J: Usually, I am the stingy one, choosing not to spend money when we can make do. This time, though, I was so glad we paid extra and got a better hotel. It was nice, and clean, and pretty. Finally, I felt I could relax.
S: Me, too. The relaxation factor made the extra money well worth it. The hotel offered affordable food (albeit not cheap by Sri Lankan standards) and it was delicious, with a wide range of options suitable for us. But anyway, on to more adventurous things: I got sunburned while snorkeling. But it was well-worth it to swim among jellyfish and see a different world just beneath the surface of the Indian ocean.
J: I could not go because of Ari 😦 We had a good time by ourselves, though. Both of us enjoyed the pool quite a bit.
S: We got to the airport hours early. The baby’s diaper leaked. We sat and waited. We paid a whopping $8 or so for a meal for two, including tea. Man, eating was cheap there. Speaking of that, “I’ve enjoyed the food here,” I told Jenia, “But I’m so ready to bite into something and not have my mouth suddenly light on fire. I can’t wait for some western cuisine.”

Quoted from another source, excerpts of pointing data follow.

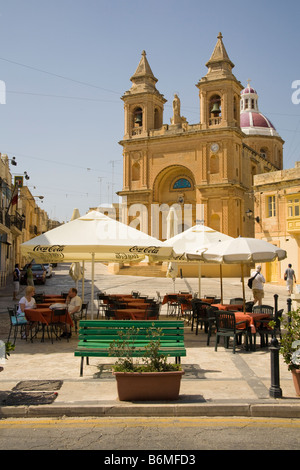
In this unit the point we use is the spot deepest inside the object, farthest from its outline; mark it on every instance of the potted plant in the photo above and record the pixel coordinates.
(154, 379)
(290, 346)
(5, 350)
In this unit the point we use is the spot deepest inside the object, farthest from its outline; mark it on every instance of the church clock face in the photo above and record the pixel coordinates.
(214, 147)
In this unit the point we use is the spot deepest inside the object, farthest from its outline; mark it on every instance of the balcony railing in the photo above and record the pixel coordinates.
(17, 221)
(4, 218)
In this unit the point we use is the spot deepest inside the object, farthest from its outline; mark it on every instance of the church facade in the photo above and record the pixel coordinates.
(203, 170)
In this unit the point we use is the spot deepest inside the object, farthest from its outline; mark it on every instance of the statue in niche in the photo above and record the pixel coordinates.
(176, 119)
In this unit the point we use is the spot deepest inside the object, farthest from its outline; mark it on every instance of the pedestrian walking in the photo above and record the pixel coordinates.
(29, 275)
(289, 277)
(16, 281)
(258, 285)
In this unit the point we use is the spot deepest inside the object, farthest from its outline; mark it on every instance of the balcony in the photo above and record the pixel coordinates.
(5, 218)
(293, 225)
(16, 222)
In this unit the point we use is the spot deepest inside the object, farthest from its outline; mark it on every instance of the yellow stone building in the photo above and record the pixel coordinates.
(277, 214)
(204, 170)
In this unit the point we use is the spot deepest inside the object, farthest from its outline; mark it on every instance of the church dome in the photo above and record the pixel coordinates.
(247, 90)
(252, 121)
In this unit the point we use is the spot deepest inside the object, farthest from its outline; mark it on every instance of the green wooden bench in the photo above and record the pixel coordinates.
(95, 337)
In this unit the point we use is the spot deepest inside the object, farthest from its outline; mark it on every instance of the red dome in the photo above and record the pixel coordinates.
(248, 90)
(255, 119)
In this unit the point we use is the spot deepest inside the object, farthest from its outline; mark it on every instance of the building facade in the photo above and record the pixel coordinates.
(204, 170)
(277, 218)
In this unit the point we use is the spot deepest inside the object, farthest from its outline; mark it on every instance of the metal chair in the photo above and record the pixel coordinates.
(263, 309)
(58, 322)
(264, 329)
(82, 314)
(102, 305)
(199, 314)
(249, 306)
(15, 324)
(237, 300)
(226, 326)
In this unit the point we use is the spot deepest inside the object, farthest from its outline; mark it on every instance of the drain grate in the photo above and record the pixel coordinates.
(29, 398)
(38, 385)
(31, 392)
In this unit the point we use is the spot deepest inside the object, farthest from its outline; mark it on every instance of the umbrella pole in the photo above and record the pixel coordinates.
(92, 293)
(221, 279)
(199, 281)
(243, 285)
(82, 289)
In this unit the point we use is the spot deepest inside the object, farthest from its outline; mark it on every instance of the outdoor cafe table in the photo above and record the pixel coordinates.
(130, 314)
(251, 318)
(48, 304)
(174, 297)
(43, 315)
(228, 306)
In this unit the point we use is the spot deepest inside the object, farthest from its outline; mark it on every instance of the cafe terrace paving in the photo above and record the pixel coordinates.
(42, 379)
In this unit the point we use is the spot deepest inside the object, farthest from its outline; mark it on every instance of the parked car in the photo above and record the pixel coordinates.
(48, 268)
(38, 271)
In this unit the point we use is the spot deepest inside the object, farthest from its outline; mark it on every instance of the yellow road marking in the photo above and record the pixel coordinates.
(149, 422)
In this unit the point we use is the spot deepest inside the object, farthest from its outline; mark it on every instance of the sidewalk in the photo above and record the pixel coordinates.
(42, 379)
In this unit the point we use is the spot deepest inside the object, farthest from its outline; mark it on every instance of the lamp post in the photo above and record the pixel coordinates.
(249, 214)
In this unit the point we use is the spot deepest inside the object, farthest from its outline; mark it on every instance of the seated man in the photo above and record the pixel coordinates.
(73, 302)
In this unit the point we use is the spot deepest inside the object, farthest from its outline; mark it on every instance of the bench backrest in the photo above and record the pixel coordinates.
(109, 329)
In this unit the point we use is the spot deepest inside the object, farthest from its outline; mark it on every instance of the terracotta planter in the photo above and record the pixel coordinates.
(296, 379)
(148, 386)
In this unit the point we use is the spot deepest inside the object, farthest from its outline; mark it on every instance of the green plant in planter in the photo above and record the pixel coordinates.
(153, 360)
(9, 347)
(290, 341)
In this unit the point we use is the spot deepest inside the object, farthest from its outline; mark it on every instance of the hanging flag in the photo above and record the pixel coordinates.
(14, 199)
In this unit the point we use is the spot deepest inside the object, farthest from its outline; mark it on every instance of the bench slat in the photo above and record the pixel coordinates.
(96, 336)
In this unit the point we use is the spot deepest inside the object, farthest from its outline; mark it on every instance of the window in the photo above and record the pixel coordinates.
(293, 207)
(271, 207)
(182, 183)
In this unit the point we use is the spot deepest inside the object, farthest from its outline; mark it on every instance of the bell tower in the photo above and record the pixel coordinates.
(219, 91)
(143, 104)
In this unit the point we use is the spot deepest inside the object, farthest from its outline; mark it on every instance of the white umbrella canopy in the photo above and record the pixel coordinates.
(193, 240)
(93, 237)
(198, 237)
(244, 251)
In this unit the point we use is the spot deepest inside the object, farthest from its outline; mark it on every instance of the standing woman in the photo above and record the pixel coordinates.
(30, 276)
(28, 301)
(16, 281)
(258, 285)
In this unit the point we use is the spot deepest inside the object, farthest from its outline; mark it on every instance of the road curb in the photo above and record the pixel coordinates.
(145, 410)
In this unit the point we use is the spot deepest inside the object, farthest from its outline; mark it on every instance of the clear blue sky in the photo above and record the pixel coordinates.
(66, 63)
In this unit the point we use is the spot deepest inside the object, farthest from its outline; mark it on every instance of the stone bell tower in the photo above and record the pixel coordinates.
(143, 104)
(219, 91)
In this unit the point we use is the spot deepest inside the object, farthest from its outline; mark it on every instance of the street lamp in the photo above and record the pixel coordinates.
(249, 214)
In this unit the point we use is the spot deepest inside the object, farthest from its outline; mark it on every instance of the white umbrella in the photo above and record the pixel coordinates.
(244, 251)
(93, 237)
(193, 240)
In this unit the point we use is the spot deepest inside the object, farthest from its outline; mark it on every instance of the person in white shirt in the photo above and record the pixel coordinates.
(290, 277)
(28, 301)
(258, 285)
(74, 303)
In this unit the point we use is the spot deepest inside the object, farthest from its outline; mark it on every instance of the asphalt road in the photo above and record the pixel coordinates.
(179, 436)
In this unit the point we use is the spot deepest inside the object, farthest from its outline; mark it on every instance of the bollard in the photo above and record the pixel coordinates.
(289, 302)
(275, 390)
(275, 304)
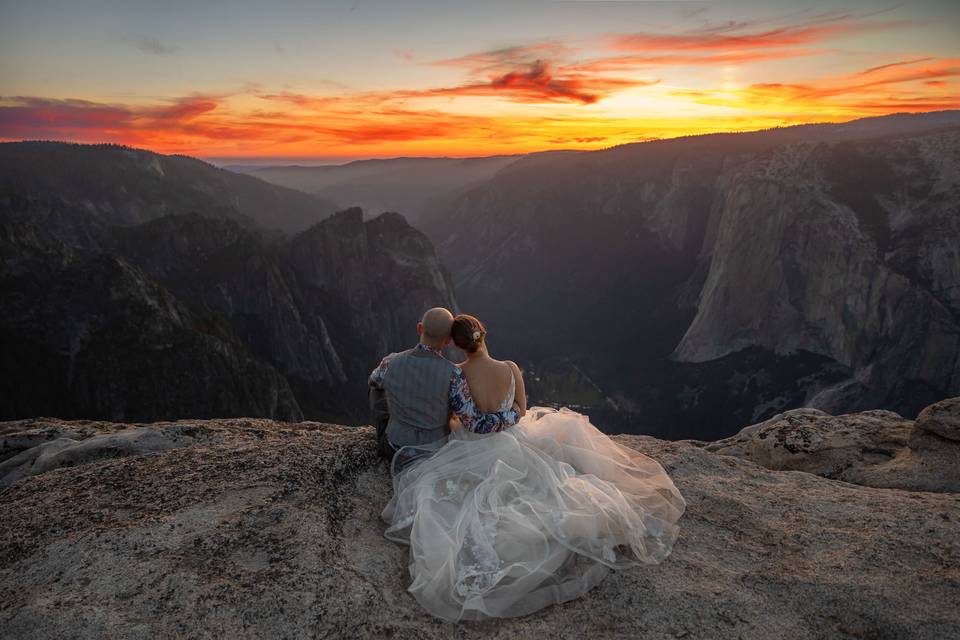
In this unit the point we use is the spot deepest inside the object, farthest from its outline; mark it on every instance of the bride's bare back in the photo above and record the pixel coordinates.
(490, 382)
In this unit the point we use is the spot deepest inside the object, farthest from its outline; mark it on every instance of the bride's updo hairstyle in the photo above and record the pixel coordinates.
(468, 332)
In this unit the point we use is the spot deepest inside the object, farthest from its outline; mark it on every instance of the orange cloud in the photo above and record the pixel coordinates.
(537, 84)
(885, 88)
(725, 37)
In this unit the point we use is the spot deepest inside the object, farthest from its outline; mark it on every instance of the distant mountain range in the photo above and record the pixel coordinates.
(413, 186)
(679, 287)
(684, 286)
(148, 287)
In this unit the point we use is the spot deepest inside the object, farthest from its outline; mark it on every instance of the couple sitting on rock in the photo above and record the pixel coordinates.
(417, 394)
(504, 521)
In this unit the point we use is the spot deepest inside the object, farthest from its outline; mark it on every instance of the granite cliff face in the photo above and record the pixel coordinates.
(197, 313)
(710, 281)
(252, 528)
(849, 251)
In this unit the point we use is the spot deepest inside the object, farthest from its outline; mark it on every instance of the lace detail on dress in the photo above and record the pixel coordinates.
(482, 566)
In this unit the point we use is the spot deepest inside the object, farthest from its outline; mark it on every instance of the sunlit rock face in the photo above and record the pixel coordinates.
(194, 310)
(250, 528)
(707, 282)
(850, 251)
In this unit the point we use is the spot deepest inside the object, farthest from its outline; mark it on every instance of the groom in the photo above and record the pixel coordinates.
(413, 394)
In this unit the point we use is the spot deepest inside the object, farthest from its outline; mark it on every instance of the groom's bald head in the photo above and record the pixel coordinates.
(434, 327)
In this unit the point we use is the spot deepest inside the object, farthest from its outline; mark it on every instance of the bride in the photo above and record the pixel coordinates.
(503, 524)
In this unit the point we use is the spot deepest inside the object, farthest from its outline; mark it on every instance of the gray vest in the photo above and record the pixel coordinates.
(417, 386)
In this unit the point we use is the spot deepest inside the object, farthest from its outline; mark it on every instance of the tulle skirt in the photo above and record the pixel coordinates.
(504, 524)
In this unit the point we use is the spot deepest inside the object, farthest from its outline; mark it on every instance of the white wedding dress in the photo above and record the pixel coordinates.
(503, 524)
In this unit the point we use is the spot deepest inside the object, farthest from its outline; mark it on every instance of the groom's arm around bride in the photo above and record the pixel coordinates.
(413, 393)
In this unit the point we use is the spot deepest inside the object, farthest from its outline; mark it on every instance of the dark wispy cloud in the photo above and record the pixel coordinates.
(148, 44)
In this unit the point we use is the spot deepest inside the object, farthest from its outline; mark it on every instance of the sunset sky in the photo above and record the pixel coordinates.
(334, 81)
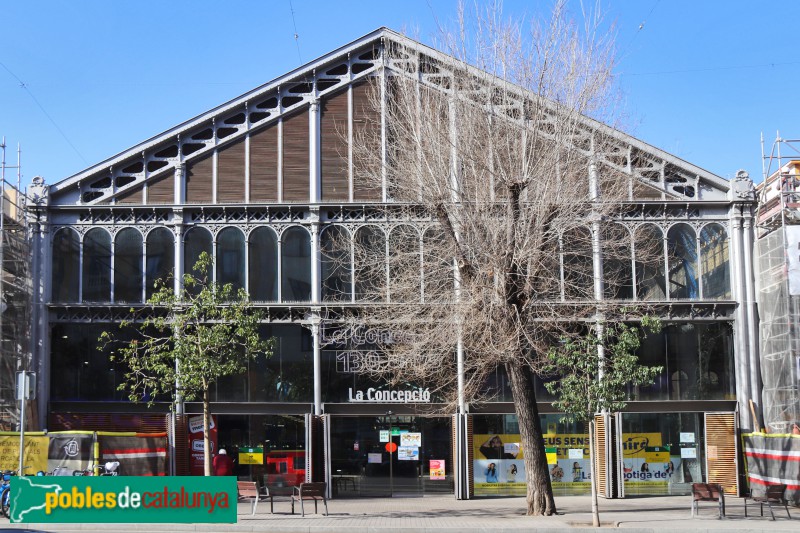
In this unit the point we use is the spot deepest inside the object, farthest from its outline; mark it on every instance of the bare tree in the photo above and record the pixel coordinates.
(498, 205)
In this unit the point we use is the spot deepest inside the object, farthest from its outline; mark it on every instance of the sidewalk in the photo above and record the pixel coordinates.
(492, 515)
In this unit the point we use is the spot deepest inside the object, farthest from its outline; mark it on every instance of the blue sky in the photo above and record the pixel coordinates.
(700, 79)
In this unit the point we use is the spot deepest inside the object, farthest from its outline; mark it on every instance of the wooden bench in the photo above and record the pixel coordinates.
(708, 492)
(248, 491)
(310, 491)
(772, 494)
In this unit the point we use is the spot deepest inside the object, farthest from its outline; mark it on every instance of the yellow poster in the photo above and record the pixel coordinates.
(251, 456)
(35, 457)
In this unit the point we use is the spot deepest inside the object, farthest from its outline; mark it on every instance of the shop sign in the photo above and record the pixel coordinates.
(436, 468)
(251, 456)
(373, 395)
(124, 499)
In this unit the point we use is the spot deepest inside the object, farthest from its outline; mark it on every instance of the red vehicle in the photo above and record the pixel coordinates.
(286, 468)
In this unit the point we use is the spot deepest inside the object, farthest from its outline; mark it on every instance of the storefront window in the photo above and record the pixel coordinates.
(160, 257)
(391, 455)
(268, 449)
(82, 372)
(128, 266)
(697, 361)
(499, 460)
(662, 453)
(66, 266)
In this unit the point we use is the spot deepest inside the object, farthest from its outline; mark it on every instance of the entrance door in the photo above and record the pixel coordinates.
(390, 455)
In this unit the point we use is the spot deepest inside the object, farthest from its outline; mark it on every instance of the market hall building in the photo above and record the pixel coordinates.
(262, 183)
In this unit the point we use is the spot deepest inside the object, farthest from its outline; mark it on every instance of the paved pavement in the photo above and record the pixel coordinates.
(490, 515)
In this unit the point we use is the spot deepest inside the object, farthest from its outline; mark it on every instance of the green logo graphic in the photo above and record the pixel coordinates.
(123, 499)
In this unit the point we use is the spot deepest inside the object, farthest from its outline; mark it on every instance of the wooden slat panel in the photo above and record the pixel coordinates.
(333, 147)
(365, 122)
(264, 165)
(198, 181)
(295, 158)
(600, 454)
(230, 173)
(161, 190)
(721, 451)
(133, 196)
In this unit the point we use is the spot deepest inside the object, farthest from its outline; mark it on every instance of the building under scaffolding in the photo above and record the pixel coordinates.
(778, 282)
(15, 293)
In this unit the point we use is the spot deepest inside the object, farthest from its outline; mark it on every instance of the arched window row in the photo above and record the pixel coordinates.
(648, 262)
(370, 263)
(125, 269)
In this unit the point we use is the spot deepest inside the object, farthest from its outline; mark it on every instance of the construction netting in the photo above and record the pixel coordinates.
(778, 284)
(70, 452)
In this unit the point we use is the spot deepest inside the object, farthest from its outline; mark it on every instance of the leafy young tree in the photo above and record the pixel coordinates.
(190, 340)
(596, 371)
(490, 150)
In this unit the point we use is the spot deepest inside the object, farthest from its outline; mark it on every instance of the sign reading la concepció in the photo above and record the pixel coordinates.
(372, 395)
(123, 499)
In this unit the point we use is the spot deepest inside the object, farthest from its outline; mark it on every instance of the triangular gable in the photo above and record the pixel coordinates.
(217, 139)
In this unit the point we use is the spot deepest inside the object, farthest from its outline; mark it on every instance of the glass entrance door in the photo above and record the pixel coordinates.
(390, 455)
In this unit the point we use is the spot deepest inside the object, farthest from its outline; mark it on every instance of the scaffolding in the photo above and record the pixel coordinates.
(15, 292)
(778, 281)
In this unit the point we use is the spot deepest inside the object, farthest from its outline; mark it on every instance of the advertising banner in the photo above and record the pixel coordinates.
(35, 456)
(195, 433)
(124, 499)
(69, 452)
(498, 465)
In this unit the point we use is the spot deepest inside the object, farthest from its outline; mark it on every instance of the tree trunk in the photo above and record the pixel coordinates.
(206, 440)
(540, 491)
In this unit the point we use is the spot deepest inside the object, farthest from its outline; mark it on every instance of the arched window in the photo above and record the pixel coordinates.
(617, 262)
(335, 247)
(650, 284)
(296, 265)
(66, 266)
(715, 263)
(97, 266)
(437, 266)
(263, 261)
(578, 264)
(197, 241)
(128, 266)
(682, 257)
(405, 269)
(369, 268)
(230, 258)
(160, 257)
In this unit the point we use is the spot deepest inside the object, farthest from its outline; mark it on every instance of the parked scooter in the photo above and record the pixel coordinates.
(5, 493)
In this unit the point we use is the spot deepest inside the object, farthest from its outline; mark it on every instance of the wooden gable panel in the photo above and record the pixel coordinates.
(264, 165)
(230, 173)
(133, 196)
(333, 148)
(199, 181)
(365, 122)
(295, 158)
(161, 190)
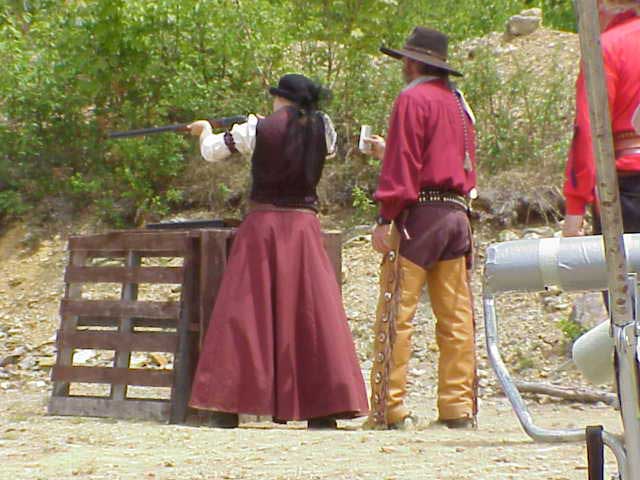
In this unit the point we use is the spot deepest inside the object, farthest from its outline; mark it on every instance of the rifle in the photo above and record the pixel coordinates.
(216, 123)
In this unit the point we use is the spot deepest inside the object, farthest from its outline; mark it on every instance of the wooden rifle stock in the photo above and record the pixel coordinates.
(216, 123)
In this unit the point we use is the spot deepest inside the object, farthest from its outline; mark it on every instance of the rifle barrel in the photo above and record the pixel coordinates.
(217, 123)
(147, 131)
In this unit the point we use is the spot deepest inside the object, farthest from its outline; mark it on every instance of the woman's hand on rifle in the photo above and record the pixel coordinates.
(572, 226)
(196, 128)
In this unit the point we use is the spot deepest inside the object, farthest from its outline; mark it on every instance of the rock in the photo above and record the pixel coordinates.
(525, 23)
(14, 357)
(27, 363)
(588, 310)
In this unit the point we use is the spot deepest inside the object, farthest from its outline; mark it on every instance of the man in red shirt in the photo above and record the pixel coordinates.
(620, 39)
(428, 170)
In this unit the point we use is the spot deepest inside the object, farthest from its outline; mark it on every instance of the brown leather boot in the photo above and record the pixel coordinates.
(322, 423)
(223, 420)
(451, 301)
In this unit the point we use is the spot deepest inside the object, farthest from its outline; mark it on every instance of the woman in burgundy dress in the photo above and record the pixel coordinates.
(278, 343)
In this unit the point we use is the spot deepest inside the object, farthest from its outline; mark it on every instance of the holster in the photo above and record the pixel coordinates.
(384, 331)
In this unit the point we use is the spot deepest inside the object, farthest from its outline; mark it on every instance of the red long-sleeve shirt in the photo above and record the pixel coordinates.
(425, 147)
(621, 52)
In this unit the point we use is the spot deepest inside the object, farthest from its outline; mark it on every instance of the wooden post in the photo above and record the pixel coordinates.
(607, 178)
(621, 289)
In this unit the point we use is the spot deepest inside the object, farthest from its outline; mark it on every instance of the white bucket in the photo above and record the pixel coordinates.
(593, 354)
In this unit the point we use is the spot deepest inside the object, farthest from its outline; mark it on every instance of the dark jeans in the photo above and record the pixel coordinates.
(630, 205)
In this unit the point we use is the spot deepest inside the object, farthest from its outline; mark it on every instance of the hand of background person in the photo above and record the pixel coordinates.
(196, 128)
(377, 146)
(573, 226)
(380, 238)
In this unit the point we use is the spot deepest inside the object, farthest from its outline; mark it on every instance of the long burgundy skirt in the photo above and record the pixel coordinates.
(278, 342)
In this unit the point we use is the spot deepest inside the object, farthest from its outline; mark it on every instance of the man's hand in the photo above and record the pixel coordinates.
(377, 146)
(196, 128)
(573, 226)
(380, 238)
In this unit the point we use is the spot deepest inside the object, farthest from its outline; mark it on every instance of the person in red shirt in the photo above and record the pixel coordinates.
(620, 23)
(428, 172)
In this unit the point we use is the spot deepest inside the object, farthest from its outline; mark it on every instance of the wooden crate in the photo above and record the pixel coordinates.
(123, 325)
(214, 247)
(126, 325)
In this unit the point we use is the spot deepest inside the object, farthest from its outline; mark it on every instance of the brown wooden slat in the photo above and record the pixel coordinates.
(333, 245)
(107, 253)
(157, 410)
(131, 342)
(131, 241)
(214, 247)
(95, 321)
(123, 275)
(115, 376)
(120, 308)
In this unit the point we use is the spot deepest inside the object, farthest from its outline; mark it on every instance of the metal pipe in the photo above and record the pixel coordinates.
(537, 433)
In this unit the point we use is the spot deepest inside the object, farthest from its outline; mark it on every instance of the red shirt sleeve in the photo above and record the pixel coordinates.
(580, 180)
(399, 182)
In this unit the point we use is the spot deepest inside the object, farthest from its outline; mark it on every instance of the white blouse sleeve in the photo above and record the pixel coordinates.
(213, 147)
(635, 121)
(330, 135)
(466, 107)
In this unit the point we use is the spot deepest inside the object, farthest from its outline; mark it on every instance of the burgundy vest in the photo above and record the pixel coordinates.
(288, 158)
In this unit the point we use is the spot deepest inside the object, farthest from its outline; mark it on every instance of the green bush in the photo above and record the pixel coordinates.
(75, 70)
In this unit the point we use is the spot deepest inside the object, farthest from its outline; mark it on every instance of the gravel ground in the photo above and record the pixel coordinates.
(33, 445)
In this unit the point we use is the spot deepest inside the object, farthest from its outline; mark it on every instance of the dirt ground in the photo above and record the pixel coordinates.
(36, 446)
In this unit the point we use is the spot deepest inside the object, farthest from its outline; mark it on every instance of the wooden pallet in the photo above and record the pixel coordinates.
(126, 325)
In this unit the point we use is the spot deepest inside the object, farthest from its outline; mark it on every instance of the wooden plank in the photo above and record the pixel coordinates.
(122, 359)
(131, 241)
(120, 308)
(154, 410)
(109, 253)
(95, 321)
(130, 341)
(621, 287)
(184, 358)
(213, 261)
(115, 376)
(123, 275)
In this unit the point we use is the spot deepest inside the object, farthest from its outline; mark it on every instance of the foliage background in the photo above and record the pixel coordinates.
(73, 70)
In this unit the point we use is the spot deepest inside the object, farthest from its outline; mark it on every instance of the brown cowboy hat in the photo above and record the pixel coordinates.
(426, 46)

J: Overall, I liked the experience, but it was not relaxing for me except for the last 2 days. It’s hard for me to properly relax in a third-world country, I guess. There is always the question of space, and cleanliness, and safety, and getting around… And Sri Lanka was much more third-world than I imagined. I guess I expected a nice and clean little downtown and then the run-down stuff around it, but it was run-down more or less all over.
S: Indeed, it was nothing like the pristine post-card images online suggested, except in a couple locations: the resort kept its grounds looking great, and the botanical gardens did too. By and large there wasn’t the structured upkeep I’m accustomed to.
One other note about the place has to do with the people–while there are guys that approached us and tried to sell us stuff (usually their services as guide, when we didn’t need any help finding things), even these guys are usually pretty authentically friendly. While they might hope to get something from your wallet, they’re also actually interested in you and will enjoy simply talking to you. The trick is knowing how to gracefully exit such a conversation and avoid providing handouts, and that’s more easily said than done much of the time.